Fix minor information leakage in gfss secret sharing#10284

Merged
andrewjstone merged 2 commits intooxidecomputer:mainfrom
trail-of-forks:fix_gfss_leading_zero
Apr 23, 2026
Merged

Fix minor information leakage in gfss secret sharing#10284
andrewjstone merged 2 commits intooxidecomputer:mainfrom
trail-of-forks:fix_gfss_leading_zero

Conversation

@tjade273
Copy link
Copy Markdown
Contributor

@tjade273 tjade273 commented Apr 17, 2026

The existing implementation leaks about 0.005 bits of information about the 8-bit secret.

In the Oxide use case, this is not a critical security issue as a single secret is not re-split multiple times. However future use cases might allow re-sharing of the same secret, which would reveal the secret to an attacker with only k-1 shares after about 2000 re-splits.

See for example
https://www.zkdocs.com/docs/zkdocs/protocol-primitives/shamir/
https://privy.io/blog/shamir-secret-sharing-deep-dive

The existing implementation leaks about 0.005 bits of information about the 8-bit secret.
@tjade273 tjade273 force-pushed the fix_gfss_leading_zero branch from e7edcb4 to 0cd2b64 Compare April 17, 2026 20:17
@andrewjstone andrewjstone self-requested a review April 20, 2026 14:43
@andrewjstone
Copy link
Copy Markdown
Contributor

Hi @tjade273. Thanks for the contribution. This is interesting. I had actually read the original report from cure53 for privy's implementation before writing this code, which is why I ended up making this change.

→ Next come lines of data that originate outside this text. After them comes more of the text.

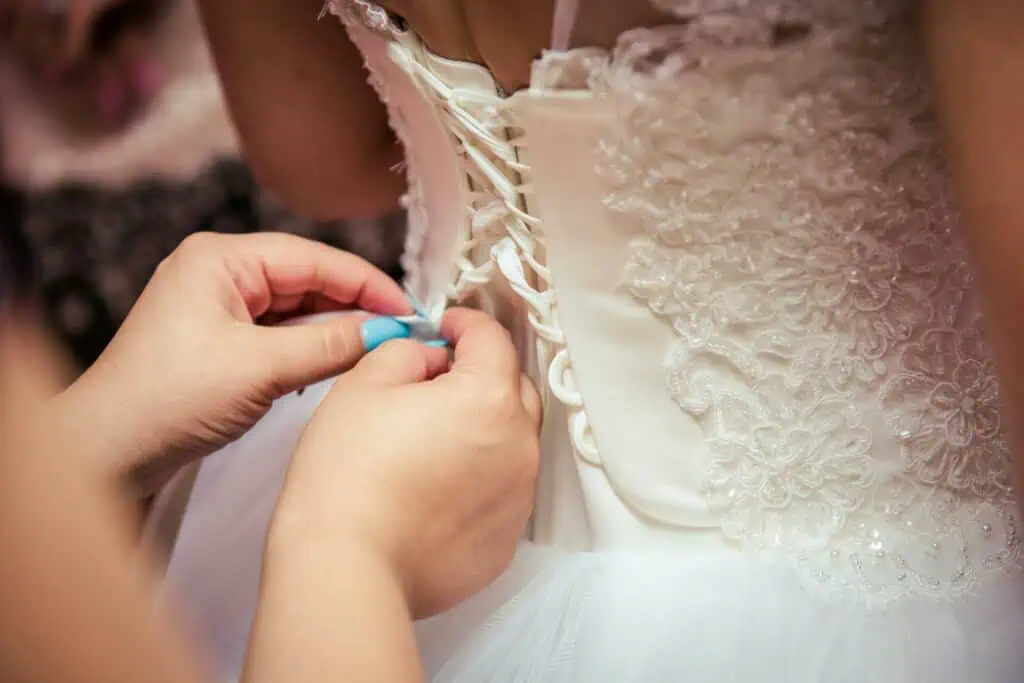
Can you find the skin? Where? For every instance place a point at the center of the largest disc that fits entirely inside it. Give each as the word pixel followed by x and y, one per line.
pixel 77 595
pixel 104 82
pixel 977 50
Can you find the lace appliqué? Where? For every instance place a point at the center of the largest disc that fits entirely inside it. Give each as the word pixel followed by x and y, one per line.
pixel 801 243
pixel 501 235
pixel 363 33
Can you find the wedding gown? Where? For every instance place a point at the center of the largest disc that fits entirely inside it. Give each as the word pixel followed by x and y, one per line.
pixel 727 250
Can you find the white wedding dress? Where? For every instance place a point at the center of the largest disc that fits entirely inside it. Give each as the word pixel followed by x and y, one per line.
pixel 728 252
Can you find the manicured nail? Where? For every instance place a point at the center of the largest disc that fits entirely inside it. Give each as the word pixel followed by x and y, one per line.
pixel 376 331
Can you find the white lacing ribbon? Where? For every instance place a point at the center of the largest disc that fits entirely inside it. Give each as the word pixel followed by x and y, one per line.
pixel 496 217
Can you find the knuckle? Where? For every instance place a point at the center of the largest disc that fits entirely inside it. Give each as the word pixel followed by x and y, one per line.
pixel 340 345
pixel 498 400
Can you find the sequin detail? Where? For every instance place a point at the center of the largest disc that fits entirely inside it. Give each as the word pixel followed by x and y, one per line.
pixel 801 243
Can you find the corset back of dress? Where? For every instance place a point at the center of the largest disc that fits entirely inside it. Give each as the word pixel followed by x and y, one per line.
pixel 729 247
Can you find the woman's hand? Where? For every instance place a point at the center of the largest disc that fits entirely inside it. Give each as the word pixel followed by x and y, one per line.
pixel 408 494
pixel 192 370
pixel 434 475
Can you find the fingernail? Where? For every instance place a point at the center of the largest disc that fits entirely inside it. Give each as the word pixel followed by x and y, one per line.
pixel 376 331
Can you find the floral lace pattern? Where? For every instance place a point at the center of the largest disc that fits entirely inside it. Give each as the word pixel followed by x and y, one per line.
pixel 801 243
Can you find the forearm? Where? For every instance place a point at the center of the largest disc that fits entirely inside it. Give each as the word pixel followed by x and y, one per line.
pixel 313 130
pixel 332 614
pixel 977 52
pixel 77 600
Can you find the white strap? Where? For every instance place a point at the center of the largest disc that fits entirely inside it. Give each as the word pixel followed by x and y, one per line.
pixel 564 22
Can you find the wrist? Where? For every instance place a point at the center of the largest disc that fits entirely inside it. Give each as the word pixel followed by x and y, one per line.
pixel 98 427
pixel 330 609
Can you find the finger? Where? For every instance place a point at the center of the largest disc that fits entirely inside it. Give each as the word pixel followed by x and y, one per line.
pixel 305 353
pixel 268 266
pixel 399 363
pixel 530 400
pixel 480 344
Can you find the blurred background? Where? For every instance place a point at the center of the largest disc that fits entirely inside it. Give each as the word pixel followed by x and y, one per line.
pixel 115 146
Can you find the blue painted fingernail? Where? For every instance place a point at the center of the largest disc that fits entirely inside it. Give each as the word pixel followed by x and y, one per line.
pixel 376 331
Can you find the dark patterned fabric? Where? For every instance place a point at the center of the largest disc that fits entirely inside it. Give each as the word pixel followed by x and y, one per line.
pixel 95 250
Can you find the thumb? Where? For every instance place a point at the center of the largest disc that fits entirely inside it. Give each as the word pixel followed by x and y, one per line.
pixel 399 363
pixel 303 353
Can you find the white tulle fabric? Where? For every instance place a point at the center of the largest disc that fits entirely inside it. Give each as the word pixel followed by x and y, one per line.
pixel 802 478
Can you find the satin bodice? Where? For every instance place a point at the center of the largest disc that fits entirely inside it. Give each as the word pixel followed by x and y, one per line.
pixel 729 257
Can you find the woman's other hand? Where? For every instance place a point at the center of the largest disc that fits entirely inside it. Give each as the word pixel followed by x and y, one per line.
pixel 436 476
pixel 193 369
pixel 408 494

I read the linked articles and have spent a bit of time thinking about this this morning. You are correct that from a purely information theoretic perspective, ensuring the high order coefficient is non-zero does leak information. However, we are not operating in purely information theoretic model. An attacker doesn't have to guess if K-1 shares can recompute the secret, they can try directly in our model.

Specifically, the data being protected lives on U.2 drives in an Oxide rack. The key shares live on M.2 drives on the same rack. The M.2 drives require removal of the sleds from the rack for access, but are easily stolen. If we made the change suggested here then an attacker would only have to steal k-1 M.2 drives in the event that all polynomials of the secret had a high-order coefficient of 0. This practically weakens our security for a 32 byte secret, although again, not by much as the chance of randomly generating all zeroes for that leading coefficient is (1/256)^32.

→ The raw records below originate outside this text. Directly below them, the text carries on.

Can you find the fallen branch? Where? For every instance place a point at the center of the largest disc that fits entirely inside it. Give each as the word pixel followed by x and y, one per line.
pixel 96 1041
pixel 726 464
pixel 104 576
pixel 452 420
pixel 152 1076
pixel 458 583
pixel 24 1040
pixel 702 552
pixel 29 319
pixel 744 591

Importantly, the attacker doesn't have to guess that the leading coefficients are all zero. If for some reason they only had time to steal k-1 M.2s rather than k M.2s (again unlikely), they could attempt with our open source code to recompute the shared secret, derive keys and see if they decrypt the zfs dataset on the stolen U.2 drive. They have a built in Oracle here.

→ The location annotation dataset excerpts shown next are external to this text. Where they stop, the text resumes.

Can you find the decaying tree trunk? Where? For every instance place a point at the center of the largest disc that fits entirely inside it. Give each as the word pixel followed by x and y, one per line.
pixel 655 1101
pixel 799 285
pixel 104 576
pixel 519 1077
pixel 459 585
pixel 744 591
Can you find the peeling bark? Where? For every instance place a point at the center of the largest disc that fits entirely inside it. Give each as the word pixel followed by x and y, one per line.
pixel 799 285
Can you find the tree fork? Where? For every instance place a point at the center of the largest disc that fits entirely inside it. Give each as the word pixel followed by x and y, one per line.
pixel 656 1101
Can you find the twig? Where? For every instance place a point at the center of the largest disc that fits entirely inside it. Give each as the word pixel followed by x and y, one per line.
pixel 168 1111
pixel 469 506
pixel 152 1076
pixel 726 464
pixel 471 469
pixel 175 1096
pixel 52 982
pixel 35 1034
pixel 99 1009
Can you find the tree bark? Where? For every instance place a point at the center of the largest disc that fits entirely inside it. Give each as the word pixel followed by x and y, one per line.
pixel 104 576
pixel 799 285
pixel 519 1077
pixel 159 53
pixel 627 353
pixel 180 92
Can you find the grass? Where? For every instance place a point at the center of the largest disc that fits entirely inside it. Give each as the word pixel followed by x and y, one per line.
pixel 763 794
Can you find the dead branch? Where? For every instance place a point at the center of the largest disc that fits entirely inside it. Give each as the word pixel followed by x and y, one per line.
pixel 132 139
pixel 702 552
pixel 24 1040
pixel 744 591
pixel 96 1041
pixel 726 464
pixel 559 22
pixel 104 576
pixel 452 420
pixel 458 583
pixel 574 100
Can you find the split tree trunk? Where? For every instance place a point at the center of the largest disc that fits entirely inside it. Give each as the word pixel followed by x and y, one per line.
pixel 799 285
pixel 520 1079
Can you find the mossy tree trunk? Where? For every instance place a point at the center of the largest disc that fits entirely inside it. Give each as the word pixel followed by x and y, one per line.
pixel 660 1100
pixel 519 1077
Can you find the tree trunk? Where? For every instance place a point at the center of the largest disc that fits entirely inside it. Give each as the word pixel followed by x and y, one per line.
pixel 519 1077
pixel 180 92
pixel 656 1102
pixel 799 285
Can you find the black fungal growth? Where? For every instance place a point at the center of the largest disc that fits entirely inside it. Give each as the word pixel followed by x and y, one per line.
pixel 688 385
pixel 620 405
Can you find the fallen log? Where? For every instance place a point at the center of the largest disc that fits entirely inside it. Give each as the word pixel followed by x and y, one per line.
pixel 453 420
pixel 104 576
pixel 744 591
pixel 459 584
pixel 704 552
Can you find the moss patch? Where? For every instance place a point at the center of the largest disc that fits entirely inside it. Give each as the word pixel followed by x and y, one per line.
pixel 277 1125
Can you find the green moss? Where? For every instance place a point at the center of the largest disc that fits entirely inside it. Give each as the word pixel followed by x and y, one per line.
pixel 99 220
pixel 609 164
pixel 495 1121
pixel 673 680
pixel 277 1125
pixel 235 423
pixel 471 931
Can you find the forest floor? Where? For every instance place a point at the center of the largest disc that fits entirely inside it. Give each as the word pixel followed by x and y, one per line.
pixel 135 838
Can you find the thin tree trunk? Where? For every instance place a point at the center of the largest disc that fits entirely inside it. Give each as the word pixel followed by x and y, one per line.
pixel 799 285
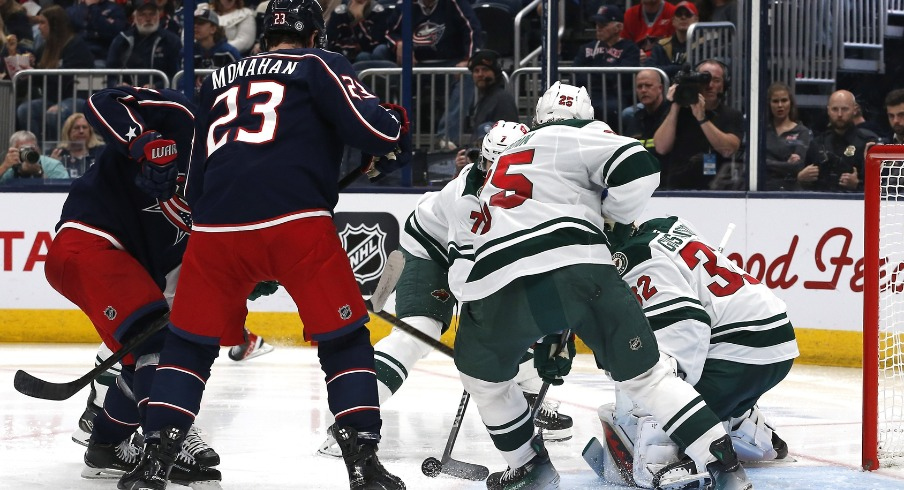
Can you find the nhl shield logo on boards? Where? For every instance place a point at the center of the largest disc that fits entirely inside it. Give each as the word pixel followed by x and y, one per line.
pixel 365 246
pixel 345 312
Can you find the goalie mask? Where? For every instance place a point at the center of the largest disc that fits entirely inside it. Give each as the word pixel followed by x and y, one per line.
pixel 563 101
pixel 295 16
pixel 497 140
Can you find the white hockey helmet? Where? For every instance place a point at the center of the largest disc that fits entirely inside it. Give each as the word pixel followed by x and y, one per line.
pixel 563 101
pixel 502 134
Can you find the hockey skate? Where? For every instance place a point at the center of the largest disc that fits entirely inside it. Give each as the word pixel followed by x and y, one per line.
pixel 726 470
pixel 329 447
pixel 86 422
pixel 110 460
pixel 556 426
pixel 538 473
pixel 202 453
pixel 254 346
pixel 364 469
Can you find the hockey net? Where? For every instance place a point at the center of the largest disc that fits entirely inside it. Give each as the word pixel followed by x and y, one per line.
pixel 883 308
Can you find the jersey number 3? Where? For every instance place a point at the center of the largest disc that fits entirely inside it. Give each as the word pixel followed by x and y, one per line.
pixel 265 132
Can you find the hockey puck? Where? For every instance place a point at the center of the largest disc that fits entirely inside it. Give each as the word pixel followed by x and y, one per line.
pixel 431 467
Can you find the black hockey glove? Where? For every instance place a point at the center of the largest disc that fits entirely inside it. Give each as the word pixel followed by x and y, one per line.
pixel 263 288
pixel 551 366
pixel 157 157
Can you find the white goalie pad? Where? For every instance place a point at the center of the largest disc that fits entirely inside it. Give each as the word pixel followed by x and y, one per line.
pixel 649 448
pixel 751 436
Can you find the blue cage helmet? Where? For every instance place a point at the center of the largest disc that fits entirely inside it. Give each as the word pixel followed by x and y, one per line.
pixel 295 16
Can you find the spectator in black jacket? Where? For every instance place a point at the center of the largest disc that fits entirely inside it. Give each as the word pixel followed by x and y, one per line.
pixel 145 45
pixel 98 22
pixel 56 101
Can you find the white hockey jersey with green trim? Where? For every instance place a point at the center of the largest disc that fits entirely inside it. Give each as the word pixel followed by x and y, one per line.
pixel 701 304
pixel 441 226
pixel 541 203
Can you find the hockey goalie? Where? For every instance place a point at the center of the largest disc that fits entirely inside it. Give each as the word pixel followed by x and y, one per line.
pixel 723 332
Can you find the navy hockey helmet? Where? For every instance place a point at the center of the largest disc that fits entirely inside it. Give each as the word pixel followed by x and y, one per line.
pixel 295 16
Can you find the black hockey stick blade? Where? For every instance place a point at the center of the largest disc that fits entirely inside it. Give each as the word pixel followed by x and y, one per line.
pixel 401 325
pixel 38 388
pixel 465 471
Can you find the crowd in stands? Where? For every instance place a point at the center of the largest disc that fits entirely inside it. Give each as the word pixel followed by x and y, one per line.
pixel 696 137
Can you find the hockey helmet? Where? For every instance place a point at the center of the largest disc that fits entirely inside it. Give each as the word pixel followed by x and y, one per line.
pixel 563 101
pixel 502 134
pixel 295 16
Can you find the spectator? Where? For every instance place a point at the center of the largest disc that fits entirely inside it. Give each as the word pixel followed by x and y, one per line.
pixel 445 34
pixel 834 160
pixel 609 50
pixel 79 146
pixel 145 45
pixel 24 160
pixel 652 109
pixel 211 49
pixel 494 103
pixel 718 11
pixel 16 20
pixel 98 22
pixel 170 17
pixel 786 140
pixel 648 22
pixel 237 22
pixel 357 29
pixel 700 137
pixel 62 48
pixel 670 54
pixel 894 107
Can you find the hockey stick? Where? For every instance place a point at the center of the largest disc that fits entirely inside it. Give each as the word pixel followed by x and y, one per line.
pixel 388 280
pixel 38 388
pixel 725 237
pixel 448 465
pixel 401 325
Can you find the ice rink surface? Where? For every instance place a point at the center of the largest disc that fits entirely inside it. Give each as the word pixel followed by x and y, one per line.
pixel 267 416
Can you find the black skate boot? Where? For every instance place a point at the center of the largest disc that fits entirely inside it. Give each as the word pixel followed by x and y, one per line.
pixel 199 449
pixel 110 460
pixel 156 462
pixel 538 473
pixel 556 426
pixel 726 470
pixel 364 469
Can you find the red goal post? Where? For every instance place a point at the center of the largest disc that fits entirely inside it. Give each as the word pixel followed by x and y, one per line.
pixel 883 308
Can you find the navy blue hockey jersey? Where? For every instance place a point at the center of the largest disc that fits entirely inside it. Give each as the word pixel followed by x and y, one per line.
pixel 272 132
pixel 106 202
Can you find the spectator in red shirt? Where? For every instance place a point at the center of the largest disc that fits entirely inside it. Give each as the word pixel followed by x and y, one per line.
pixel 648 22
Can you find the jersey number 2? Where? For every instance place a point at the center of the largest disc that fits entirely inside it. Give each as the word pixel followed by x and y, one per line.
pixel 267 110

Without this change the attacker always has to steal at least k M.2 drives, which is currently a security guarantee we make to our customers. They of course know that the high-order coefficients of the 32 polynomials are non-zero, but we aren't really trying to protect against brute-force attacks here. There's no online mechanism to perform an attack and so we are only dealing with theft of M.2s and U.2s right now.

I realize that differentiating the threat from stealing k vs k-1 M.2 drives for an attacker with physical access sounds kind of silly. However, it does provide us with an explicit numerical guarantee that we can make about our security.

For these reasons, I'm heavily leaning against making this change. I am open to further discussion though, and really appreciate you taking a look.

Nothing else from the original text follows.